Tedavisi, kişinin yaşı, hastalığın seyretme sıklığı, biçimi, yaşam tarzı ve hastalığın şiddeti göz önünde tutularak uygulanmaktadır. Tedavi için öncelikle cildin kuruması engellenmelidir. Ayrıca kızarıklığa ve kalınlaşmış belirtilere yönelik çeşitli krem ve merhemler kullanılır.
Ağızdan verilecek kaşıntı giderici haplar da tedaviye yardımcıdır. Hap ya da sıvı halde alındığında, oral sistemikler, iltihaplanmayı azaltmak için bağışıklık sisteminin bir kısmına veya tümüne etki ederek çalışır.

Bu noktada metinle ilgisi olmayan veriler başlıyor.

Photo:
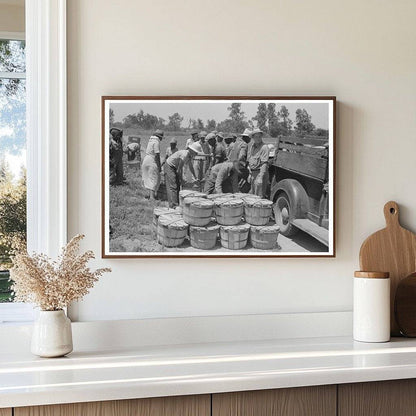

Ayrıca hastalığın alevlenmesine yol açan nedenlere yönelik tedaviler uygulanmalıdır.
Topikal tedaviler
Topikal jeller, merhemler veya kremler şeklinde olur ve genellikle sedef hastalığının tedavisi için ilk seçenektir. Doğrudan cilde uygulandığında, topikal ilaçlar cilt hücrelerinin büyümesini yavaşlatmaya yardımcı olarak sedef hastalığını etkili bir şekilde tedavi edebilir ve bazıları inflamasyonu ve plak birikimini azaltabilir.
Sistemik tedaviler
Ağızdan kullanılan çeşitli sıvı ve haplar hastalığın belirtilerinin baskılanmasında etkilidir. Sedef hastalığının vücutta oluşturduğu iltihaplanma eklem ağrısına neden olabilir. İğne yan enjeksiyon şeklinde kişilerin kendi kendilerine evde uygulayabilecekleri tedavilerle bu belirtilerin önüne geçmek mümkündür.
Işık terapisi
Cilt yüzeyinde uygulanan bir başka tedavi şekli de UV fototerapi tedavisidir. Özel lambalarla UV ışınları doğrudan plaklara ve döküntülere uygulanır. 8 ile 10 seans olarak uygulanan yöntemde; ayrıca krem ve losyonlar destek olarak tatbik edilmektedir. Bu tedavi aşırı cilt hücrelerinin büyümesinin yavaşlamasına yardımcı olabilir.
Biyolojik tedavi
Biyolojik ajanlar da sedef hastalığının yıllarca baskılanmasını sağlamaktadır. Biyolojik tedavi orta ila şiddetli sedef hastalığı olan hastalar için uygulanan sistemik bir tedavi seçeneğidir. Genellikle enjeksiyon veya infüzyon yoluyla alınırlar. Biyolojik tedavi bağışıklık sisteminde aşırı üretilen spesifik proteinleri hedef alarak enflamasyonu azaltmaya yardımcı olur. Ancak sizin için hangi tedavinin uygun olduğuna dermatoloğa başvurarak karar vermelisiniz.